I have kind of an unique problem that I need to deal with and I feel like either my brain is not enough to solve it or its impossible (I really hope it is possible though)
I have a C# assembly that is obfuscated rather simply by just removing the names of every symbol (class, field, method, property, event) except method parameter names and replacing it with a garbage string (like: “padfgsbjklnh”)
When I manually reverse engineer it and rename the symbols with appropriate names on a certain version, lets say version 1, I have this “progress” that I’ve made. However at a later date when the assembly is updated to version 2 (added, changed or removed content) the assembly is mostly the same data but since its a new version its again obfuscated and it will discard all of my progress and basically I will be back to square 1.
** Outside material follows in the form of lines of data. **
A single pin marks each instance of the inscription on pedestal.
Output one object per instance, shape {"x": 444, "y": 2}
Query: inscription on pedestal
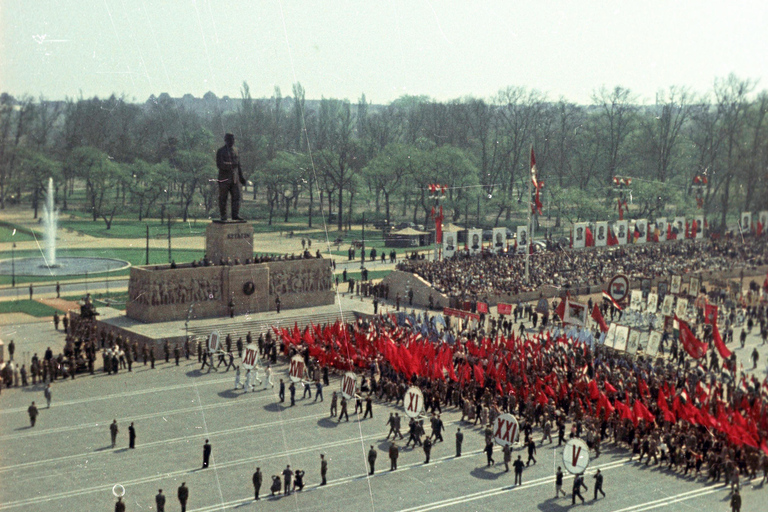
{"x": 229, "y": 240}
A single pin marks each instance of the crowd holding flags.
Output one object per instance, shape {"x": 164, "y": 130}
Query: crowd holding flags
{"x": 550, "y": 367}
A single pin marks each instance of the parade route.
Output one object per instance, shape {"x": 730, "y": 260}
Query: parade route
{"x": 66, "y": 461}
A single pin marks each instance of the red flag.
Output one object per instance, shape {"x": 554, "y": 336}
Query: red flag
{"x": 560, "y": 311}
{"x": 608, "y": 296}
{"x": 598, "y": 317}
{"x": 719, "y": 345}
{"x": 695, "y": 348}
{"x": 710, "y": 313}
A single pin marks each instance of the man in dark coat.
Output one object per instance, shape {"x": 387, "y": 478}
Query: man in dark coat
{"x": 131, "y": 436}
{"x": 394, "y": 453}
{"x": 206, "y": 454}
{"x": 183, "y": 494}
{"x": 257, "y": 479}
{"x": 578, "y": 483}
{"x": 32, "y": 414}
{"x": 372, "y": 459}
{"x": 160, "y": 501}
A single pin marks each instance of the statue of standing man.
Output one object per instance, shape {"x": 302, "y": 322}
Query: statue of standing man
{"x": 228, "y": 163}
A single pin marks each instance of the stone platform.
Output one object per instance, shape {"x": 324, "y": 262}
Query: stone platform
{"x": 161, "y": 293}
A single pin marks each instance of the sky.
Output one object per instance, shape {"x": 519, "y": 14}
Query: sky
{"x": 383, "y": 49}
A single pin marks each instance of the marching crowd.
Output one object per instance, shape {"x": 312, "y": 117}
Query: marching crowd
{"x": 490, "y": 273}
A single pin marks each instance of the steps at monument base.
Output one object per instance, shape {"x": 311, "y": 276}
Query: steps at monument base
{"x": 240, "y": 328}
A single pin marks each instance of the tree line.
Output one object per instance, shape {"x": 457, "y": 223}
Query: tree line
{"x": 109, "y": 157}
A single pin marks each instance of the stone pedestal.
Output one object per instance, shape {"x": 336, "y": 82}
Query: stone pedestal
{"x": 229, "y": 240}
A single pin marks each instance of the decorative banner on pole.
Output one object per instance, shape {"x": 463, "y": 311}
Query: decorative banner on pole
{"x": 349, "y": 385}
{"x": 679, "y": 227}
{"x": 699, "y": 226}
{"x": 620, "y": 228}
{"x": 214, "y": 342}
{"x": 661, "y": 228}
{"x": 633, "y": 342}
{"x": 677, "y": 282}
{"x": 499, "y": 239}
{"x": 668, "y": 305}
{"x": 449, "y": 243}
{"x": 653, "y": 303}
{"x": 475, "y": 241}
{"x": 746, "y": 222}
{"x": 413, "y": 403}
{"x": 601, "y": 234}
{"x": 580, "y": 235}
{"x": 575, "y": 313}
{"x": 506, "y": 430}
{"x": 576, "y": 456}
{"x": 251, "y": 356}
{"x": 622, "y": 334}
{"x": 297, "y": 368}
{"x": 654, "y": 340}
{"x": 522, "y": 239}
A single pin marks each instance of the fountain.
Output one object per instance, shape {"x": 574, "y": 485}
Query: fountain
{"x": 51, "y": 265}
{"x": 50, "y": 221}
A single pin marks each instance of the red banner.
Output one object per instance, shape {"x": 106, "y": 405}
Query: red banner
{"x": 460, "y": 314}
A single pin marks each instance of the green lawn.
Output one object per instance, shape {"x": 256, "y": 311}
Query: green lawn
{"x": 12, "y": 233}
{"x": 27, "y": 306}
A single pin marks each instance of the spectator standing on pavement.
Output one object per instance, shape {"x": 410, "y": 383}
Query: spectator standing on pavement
{"x": 323, "y": 469}
{"x": 257, "y": 479}
{"x": 160, "y": 501}
{"x": 32, "y": 414}
{"x": 206, "y": 454}
{"x": 578, "y": 483}
{"x": 183, "y": 494}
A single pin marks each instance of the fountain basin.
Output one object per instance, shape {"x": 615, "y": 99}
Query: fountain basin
{"x": 64, "y": 266}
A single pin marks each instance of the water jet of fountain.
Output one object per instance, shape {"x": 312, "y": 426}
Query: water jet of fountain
{"x": 50, "y": 222}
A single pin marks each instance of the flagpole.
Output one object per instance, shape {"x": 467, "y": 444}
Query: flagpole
{"x": 530, "y": 234}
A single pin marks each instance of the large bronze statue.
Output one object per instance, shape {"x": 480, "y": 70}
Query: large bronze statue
{"x": 228, "y": 163}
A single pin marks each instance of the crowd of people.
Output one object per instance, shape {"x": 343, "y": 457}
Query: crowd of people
{"x": 679, "y": 414}
{"x": 489, "y": 273}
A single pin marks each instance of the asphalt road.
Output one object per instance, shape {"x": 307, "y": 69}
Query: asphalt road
{"x": 66, "y": 461}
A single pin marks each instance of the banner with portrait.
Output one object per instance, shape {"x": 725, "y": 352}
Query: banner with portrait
{"x": 522, "y": 239}
{"x": 580, "y": 235}
{"x": 653, "y": 303}
{"x": 499, "y": 240}
{"x": 679, "y": 227}
{"x": 475, "y": 241}
{"x": 641, "y": 231}
{"x": 699, "y": 226}
{"x": 746, "y": 222}
{"x": 620, "y": 229}
{"x": 601, "y": 234}
{"x": 450, "y": 239}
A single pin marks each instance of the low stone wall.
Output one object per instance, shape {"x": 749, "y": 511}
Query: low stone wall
{"x": 548, "y": 291}
{"x": 161, "y": 293}
{"x": 400, "y": 282}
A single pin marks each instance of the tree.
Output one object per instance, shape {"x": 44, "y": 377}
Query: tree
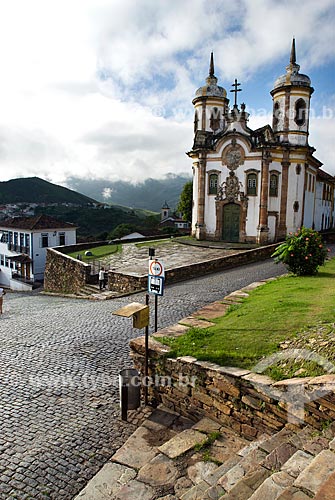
{"x": 122, "y": 230}
{"x": 185, "y": 201}
{"x": 302, "y": 252}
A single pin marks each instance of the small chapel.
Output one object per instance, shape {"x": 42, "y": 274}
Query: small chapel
{"x": 256, "y": 186}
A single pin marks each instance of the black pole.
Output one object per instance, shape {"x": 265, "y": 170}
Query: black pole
{"x": 146, "y": 366}
{"x": 124, "y": 400}
{"x": 156, "y": 312}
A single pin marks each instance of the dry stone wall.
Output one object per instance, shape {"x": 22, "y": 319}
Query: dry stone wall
{"x": 122, "y": 282}
{"x": 64, "y": 274}
{"x": 250, "y": 403}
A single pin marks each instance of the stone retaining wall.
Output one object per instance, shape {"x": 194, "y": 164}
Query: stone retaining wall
{"x": 248, "y": 402}
{"x": 122, "y": 282}
{"x": 64, "y": 273}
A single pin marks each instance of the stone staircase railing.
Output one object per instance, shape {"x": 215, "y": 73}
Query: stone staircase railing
{"x": 290, "y": 465}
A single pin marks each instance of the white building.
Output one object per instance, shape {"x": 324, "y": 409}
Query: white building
{"x": 23, "y": 246}
{"x": 257, "y": 185}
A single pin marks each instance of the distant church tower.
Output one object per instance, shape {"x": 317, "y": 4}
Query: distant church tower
{"x": 291, "y": 103}
{"x": 210, "y": 104}
{"x": 255, "y": 186}
{"x": 165, "y": 211}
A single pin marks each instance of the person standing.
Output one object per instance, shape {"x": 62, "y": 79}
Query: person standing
{"x": 102, "y": 278}
{"x": 2, "y": 294}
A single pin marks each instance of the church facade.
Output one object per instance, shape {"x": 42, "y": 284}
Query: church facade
{"x": 257, "y": 185}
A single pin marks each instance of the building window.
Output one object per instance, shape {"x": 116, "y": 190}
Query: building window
{"x": 213, "y": 184}
{"x": 214, "y": 121}
{"x": 251, "y": 184}
{"x": 273, "y": 185}
{"x": 300, "y": 112}
{"x": 61, "y": 239}
{"x": 196, "y": 121}
{"x": 276, "y": 115}
{"x": 4, "y": 237}
{"x": 44, "y": 240}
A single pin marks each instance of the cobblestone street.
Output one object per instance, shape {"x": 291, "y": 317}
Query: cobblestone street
{"x": 60, "y": 358}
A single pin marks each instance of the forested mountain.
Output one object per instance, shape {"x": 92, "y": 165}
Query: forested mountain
{"x": 36, "y": 190}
I am trying to figure out a solution to save and transfer my manual changes to the new assembly automatically
Now there is a couple of limitations which make this problem really hard.
- I cannot rely on symbol names to map strings (except method param/arg names, they are original and reliable) – The symbols name are random with each assembly update and are unusable
- The symbol order in the PE/COFF metadata section of the assembly cannot be relied on since its not consistent
- The symbol metadata can be helpful, but not 100% relied on – Since a symbol can get changed (eg. Its data type), this is not a bulletproof piece of data that can be used as a unique key
- The solution I am aiming for is to be able to work with any update – This means the solution should be able to know when a given symbol with a set name has been changed (eg. For example for a field, if the field is defined like
int <name_is_irrelevant>;
and I have manually deobfuscated it to an appropriate nameattempts_left
, I should be able to tell that this symbol is indeedattempts_left
if its signature changes tolong <name_is_irrelevant>;
I have tried a solution where a signature hash map is created based on the symbol metadata (signature, params, implmap, attributes, etc…) for both the old and new version and then the named strings from the old version are remapped to the new version with all keys with the same signature – As it sounds this was not really reliable, since the slightest change (like changing field from int
to long
) will just erase the information for an already deobfuscated symbol and I will have to manually resolve it again.
I thought to somehow use behavior patterns by analyzing maybe what symbol is used where and how, and based on that to “tag/categorize/label” it uniquely, but this might break if for example a field is no longer used in a certain method.
I think this is a really hard problem and possibly impossible with my requirements, so any help/brainstorming is really appreciated!